En trois temps, 1795, 1880 et 1965, « La peinture comme crime » explore cette « part maudite » de la modernité, à travers une poignée d’artistes en rupture qui ont voulu échapper au culte de la peinture (ou de la sculpture). De Canova à Redon, le dessin voit l’irruption d’un imaginaire affranchi de la censure, tandis que les actionnistes viennois remettent le corps au centre du processus créateur. Le discours qui sous-tend cette exposition cache malheureusement ce qu’il prétendait faire voir.

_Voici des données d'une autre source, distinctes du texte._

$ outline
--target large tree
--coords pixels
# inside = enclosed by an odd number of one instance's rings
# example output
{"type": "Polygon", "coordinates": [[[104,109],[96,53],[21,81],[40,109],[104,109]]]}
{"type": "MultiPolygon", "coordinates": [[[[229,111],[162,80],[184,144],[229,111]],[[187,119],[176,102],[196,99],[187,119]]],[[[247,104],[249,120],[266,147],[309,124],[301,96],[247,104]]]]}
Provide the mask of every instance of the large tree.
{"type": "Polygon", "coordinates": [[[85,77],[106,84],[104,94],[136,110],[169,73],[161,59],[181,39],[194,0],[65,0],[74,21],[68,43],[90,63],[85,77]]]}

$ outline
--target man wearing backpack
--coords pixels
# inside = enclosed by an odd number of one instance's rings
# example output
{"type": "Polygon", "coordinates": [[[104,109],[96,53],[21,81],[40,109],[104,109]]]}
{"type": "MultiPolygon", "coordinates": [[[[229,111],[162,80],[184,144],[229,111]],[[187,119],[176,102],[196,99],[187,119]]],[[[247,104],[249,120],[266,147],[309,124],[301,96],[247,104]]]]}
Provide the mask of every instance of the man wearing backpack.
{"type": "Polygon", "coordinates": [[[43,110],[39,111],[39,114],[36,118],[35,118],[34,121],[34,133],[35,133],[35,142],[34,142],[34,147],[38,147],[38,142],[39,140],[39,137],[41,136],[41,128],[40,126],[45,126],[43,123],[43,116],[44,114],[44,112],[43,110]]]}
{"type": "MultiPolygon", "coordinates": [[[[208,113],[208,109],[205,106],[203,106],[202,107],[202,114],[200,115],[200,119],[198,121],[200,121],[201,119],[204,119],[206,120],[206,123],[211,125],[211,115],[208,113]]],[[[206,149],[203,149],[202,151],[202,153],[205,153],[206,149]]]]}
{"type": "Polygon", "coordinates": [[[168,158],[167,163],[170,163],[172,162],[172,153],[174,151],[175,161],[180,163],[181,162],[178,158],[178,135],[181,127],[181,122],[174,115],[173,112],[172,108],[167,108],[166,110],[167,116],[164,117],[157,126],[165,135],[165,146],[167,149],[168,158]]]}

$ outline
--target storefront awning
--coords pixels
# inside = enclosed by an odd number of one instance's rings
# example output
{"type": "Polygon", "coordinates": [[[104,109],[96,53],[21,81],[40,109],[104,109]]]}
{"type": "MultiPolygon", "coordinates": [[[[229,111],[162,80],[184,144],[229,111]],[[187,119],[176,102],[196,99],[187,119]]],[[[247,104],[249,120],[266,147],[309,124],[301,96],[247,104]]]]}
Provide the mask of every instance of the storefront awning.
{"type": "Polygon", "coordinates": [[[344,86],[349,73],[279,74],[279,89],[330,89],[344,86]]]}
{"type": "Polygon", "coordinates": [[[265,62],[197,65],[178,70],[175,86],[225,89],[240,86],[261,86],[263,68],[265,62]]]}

PARIS - La peinture comme crime, Malerei als Verbrechen. Empruntée à l’actionniste viennois Rudolf Schwarzkogler (1940-1969), cette formule énigmatique constitue une autre façon d’exprimer le postulat de l’exposition, conçue par Régis Michel : “Si la peinture n’avait été que ça : un long crime contre l’imaginaire, dont elle a monopolisé les ressources, tant elle fut, en Occident, le paradigme intangible de la culture visuelle ?” Sous les auspices de Michel Foucault, le panoptique, c’est-à-dire un édifice circulaire avec un édicule central où siège une instance de contrôle, constitue l’archétype de ce carcan enserrant la création artistique. Surveiller et punir. Au cas où le visiteur n’aurait pas saisi la métaphore carcérale, une brève séquence filmée sur le site d’Auschwitz enfonce le clou. À la fin du parcours, un autre extrait représentant des déportés décharnés, filmés à la libération des camps, lui fait écho, “illustrant” la thèse d’Adorno et Horckheimer sur la raison des Lumières “dont la dérive abstraite [serait] la matrice des camps”. Implicitement se dessine ainsi une analogie entre un système artistique jugé trop normatif ou répressif, dans lequel tout est “codé, codifié, quadrillé, verrouillé, par des organes censeurs (Académie, Salon)”, et un système d’extermination massive ayant envoyé à une mort abjecte des millions d’innocents. Cette analogie n’est pas seulement douteuse, elle est tout simplement inacceptable. L’idéalisme, qui sous-tend une grande partie de la théorie et de la pratique artistiques jusqu’à l’orée du XXe siècle, ne saurait sans confusion être assimilé à l’obsession nazie de la pureté, nourrie de la haine de l’Autre.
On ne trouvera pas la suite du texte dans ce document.